Tackling Corneal Transplant Rejection
First Published: Investigator - April 2006
A new research project currently underway at Flinders Medical Centre is focused on reducing the risk of corneal transplant rejection. Transplant rejection occurs when the immune system attacks the transplanted organ or tissue because it is foreign to the body.
Each year in Australia up to 1,500 corneal transplants are performed to correct visual impairment, around 50 of these take place at Flinders Medical Centre. The cornea is the curved, transparent layer that covers the front part of the eye and protects its inner structures. When the cornea becomes opaque due to either trauma or disease, light is unable to reach the retina at the back of the eye which significantly reduces sight.

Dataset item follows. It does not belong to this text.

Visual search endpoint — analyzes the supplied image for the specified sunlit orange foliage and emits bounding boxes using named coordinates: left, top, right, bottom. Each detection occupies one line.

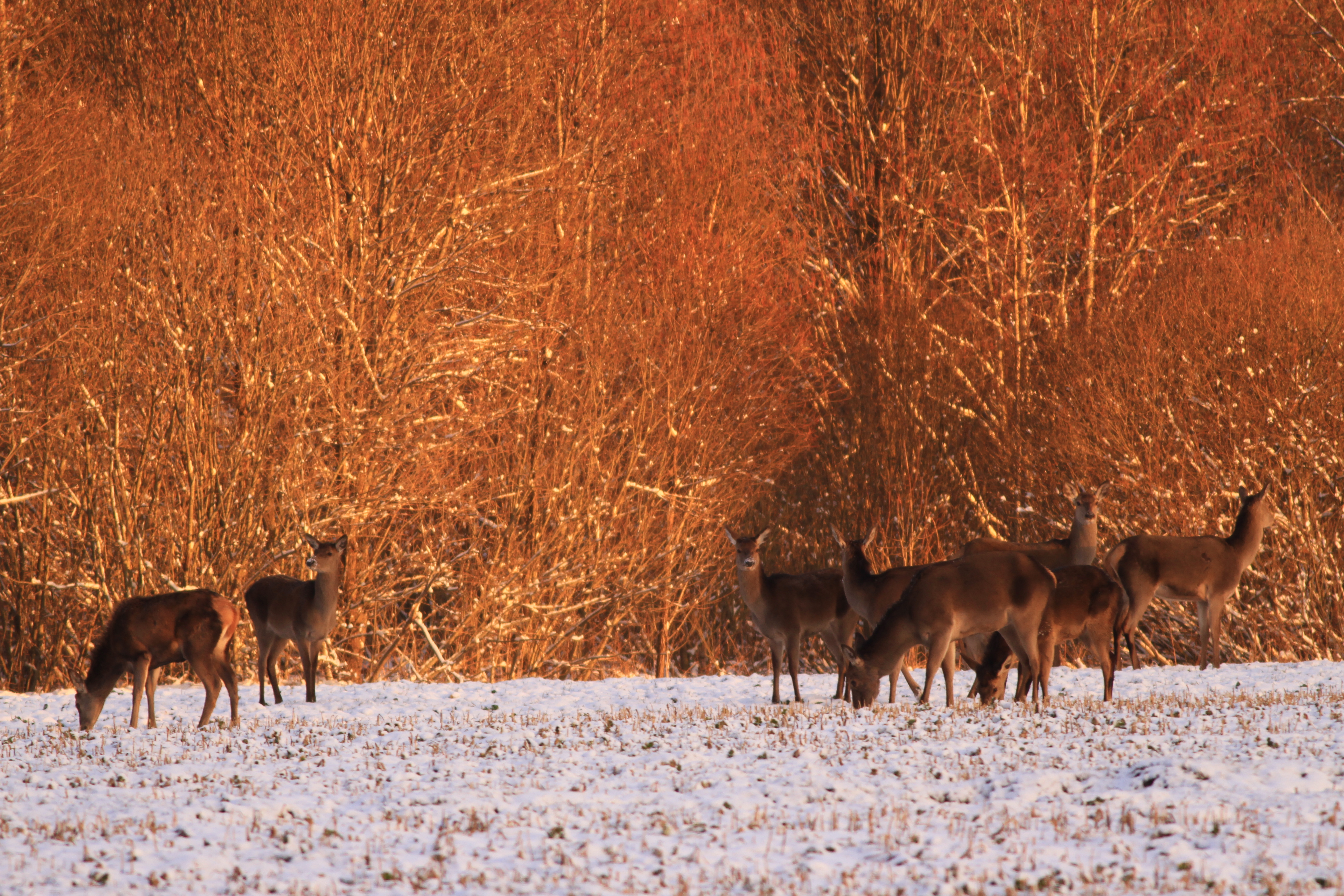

The surgery involves removing the damaged part of the cornea and replacing it with a piece of normal cornea taken from the eye of a donor. The Eye Bank of South Australia, situated at Flinders Medical Centre, is responsible for collecting the donated corneas which are then stored for up to four days. It is this four day window of opportunity that is of particular interest to the research team Associate Professor Keryn Williams, Professor Doug Coster and Dr Helen Brereton are involved in.
While it is unusual to see early rejection with corneal grafts, as opposed to major organ transplants, this can still occur over a much longer period. The Australian Corneal Graft Register indicates that the success rate in terms of restoration of vision is less than 60% after 10 years – that is six in every 10 patients will retain good vision for up to 10 years.
Rejection is the major cause of the failure for the other 40% of recipients. The researchers want to develop a simple intervention directed at the donor cornea before it is transplanted to minimise this risk of rejection.
“A major part of the research is identifying the right protein that will help stop rejection, currently we have identified a protein that works in two thirds of our experimental cases,” says Associate Professor Williams.
Using a gene therapy approach, they will insert a gene which has been programmed to produce an identified anti-rejection protein into the donor cornea. This gene will cause the cornea to express more of the desired protein helping to minimise the risk of rejection.
Professor Williams acknowledges that the research is in the very early stages but their aim to reduce the number of recipients who experience rejection will be an extremely worthwhile outcome.